A miscellaneous compilation of articles and off-the-cuff ideas, mostly relating to the English Language and its words, and how well they are used on some occasions, and how badly on others. But other topics and whimsies are likely to keep cropping up too. This blog is closely related to the website mentioned below.

Saturday, 29 November 2008

Help Yourself to a Sandwich

I haven’t seen a man carrying a sandwich board for years. Perhaps it’s because I live in a small village, not a big city. A man walking through our village in a sandwich board from the pub to the bowling green and back might be lucky if he saw four people, but a high percentage of that small number might turn their heads - say 75 per cent: the other one might be busy pushing a wheelbarrow or looking over a hedge. A sandwich board man in the centre of Manchester might walk the same distance and pass through a milling crowd of five hundred, but he only needs a ten per cent turn of heads to get his message across to fifty potential readers.
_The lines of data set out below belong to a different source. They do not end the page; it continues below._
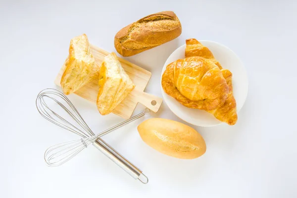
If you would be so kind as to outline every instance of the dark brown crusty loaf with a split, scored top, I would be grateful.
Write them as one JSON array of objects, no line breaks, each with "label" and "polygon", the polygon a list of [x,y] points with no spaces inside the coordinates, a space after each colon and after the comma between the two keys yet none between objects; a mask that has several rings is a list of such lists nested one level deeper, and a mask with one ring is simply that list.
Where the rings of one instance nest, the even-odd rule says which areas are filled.
[{"label": "dark brown crusty loaf with a split, scored top", "polygon": [[177,38],[182,26],[172,11],[148,15],[121,29],[114,47],[122,56],[132,56]]}]

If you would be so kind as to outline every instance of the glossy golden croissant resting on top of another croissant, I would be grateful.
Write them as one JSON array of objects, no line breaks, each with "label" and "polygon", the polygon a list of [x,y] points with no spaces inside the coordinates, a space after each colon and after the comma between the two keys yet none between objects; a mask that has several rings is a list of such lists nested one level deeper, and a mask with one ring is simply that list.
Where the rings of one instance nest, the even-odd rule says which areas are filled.
[{"label": "glossy golden croissant resting on top of another croissant", "polygon": [[166,94],[190,108],[214,110],[227,99],[229,88],[219,67],[200,56],[167,65],[162,75]]}]

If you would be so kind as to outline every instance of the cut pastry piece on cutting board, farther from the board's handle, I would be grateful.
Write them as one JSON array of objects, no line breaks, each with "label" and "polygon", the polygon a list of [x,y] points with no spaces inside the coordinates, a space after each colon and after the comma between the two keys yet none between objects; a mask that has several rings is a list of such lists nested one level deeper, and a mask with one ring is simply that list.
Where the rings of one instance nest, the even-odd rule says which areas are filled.
[{"label": "cut pastry piece on cutting board, farther from the board's handle", "polygon": [[87,35],[74,37],[70,42],[69,56],[61,78],[63,93],[68,95],[99,76],[99,66],[90,49]]}]

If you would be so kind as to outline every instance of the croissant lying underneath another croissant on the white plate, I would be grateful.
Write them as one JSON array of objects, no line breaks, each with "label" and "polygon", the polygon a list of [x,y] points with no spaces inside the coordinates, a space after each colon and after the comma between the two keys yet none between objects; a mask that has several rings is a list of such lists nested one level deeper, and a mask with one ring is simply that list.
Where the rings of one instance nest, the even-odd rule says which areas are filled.
[{"label": "croissant lying underneath another croissant on the white plate", "polygon": [[237,122],[236,100],[233,96],[232,73],[228,69],[223,69],[220,63],[214,58],[212,52],[203,46],[196,39],[186,40],[186,57],[201,56],[214,62],[220,69],[228,84],[227,99],[223,105],[219,105],[216,109],[207,110],[213,114],[218,120],[234,125]]}]

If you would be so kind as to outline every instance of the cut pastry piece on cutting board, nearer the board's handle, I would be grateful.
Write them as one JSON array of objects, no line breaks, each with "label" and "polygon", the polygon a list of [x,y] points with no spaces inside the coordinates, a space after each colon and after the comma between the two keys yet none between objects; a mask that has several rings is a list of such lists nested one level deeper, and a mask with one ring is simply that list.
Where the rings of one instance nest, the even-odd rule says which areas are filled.
[{"label": "cut pastry piece on cutting board, nearer the board's handle", "polygon": [[123,69],[114,52],[106,55],[99,74],[97,107],[101,115],[109,114],[135,85]]}]

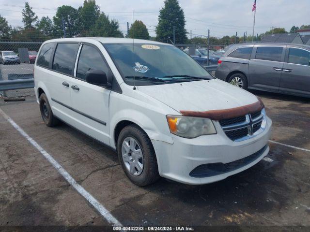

All of which philosophising and arithmetical hypothesing arises because I was wondering what to put in a sandwich. John Montagu, fourth Earl of Sandwich in the late eighteenth century, had the reputation of being a gambler who was so hooked to the gaming table that instead of going out to get a proper lunch, would ask someone to fetch him two slices of bread wrapped round a slice of ham. No sandwich bars in those days, though today a good one may offer a choice of twenty or more fillings. Every single sandwich bar in the world takes its generic name from this eighteenth century earl.

But John Montagu, 4th E of S, was not just a rake. He had a long career in politics: he sat in the House of Lords, served as an officer in the army, served also as a diplomat and ambassador abroad, became a member of the Admiralty Board, Master of Trinity House, Receiver of the Revenues of Ireland, Postmaster-General, and eventually First Lord of the Admiralty. True, he was not a great success in this last post, but we can see that he must have been a busy man, and we wouldn’t be surprised to hear that he resorted to dining off slices of ham and bread in the office. But surely he can’t have spent as much time in the casino as his reputation suggests.

But how came his family by the title ? The first Earl was Edward Montagu (1625-72), firmly pro-Cromwell in his earlier days, but Admiral of the Fleet (with Samuel Pepys as his secretary) at the time of the Restoration. He was instrumental in setting the scene for the return of Charles II, and was rewarded with the title Earl of Portsmouth, later amended to Earl of Sandwich (who suggested the change, I wonder ? We might be eating cheese and pickle portsmouths). Sandwich in Kent was one of the Cinque Ports.

The earliest link in this semantic chain must be the origin of the place-name ‘Sandwich’. The first element ‘sand’ means what it says. The second element ‘wich’ signified in the early middle ages a commercial or market centre (compare Norwich and Ipswich and Dunwich). Presumably Sandwich was named for its sea-shore trade.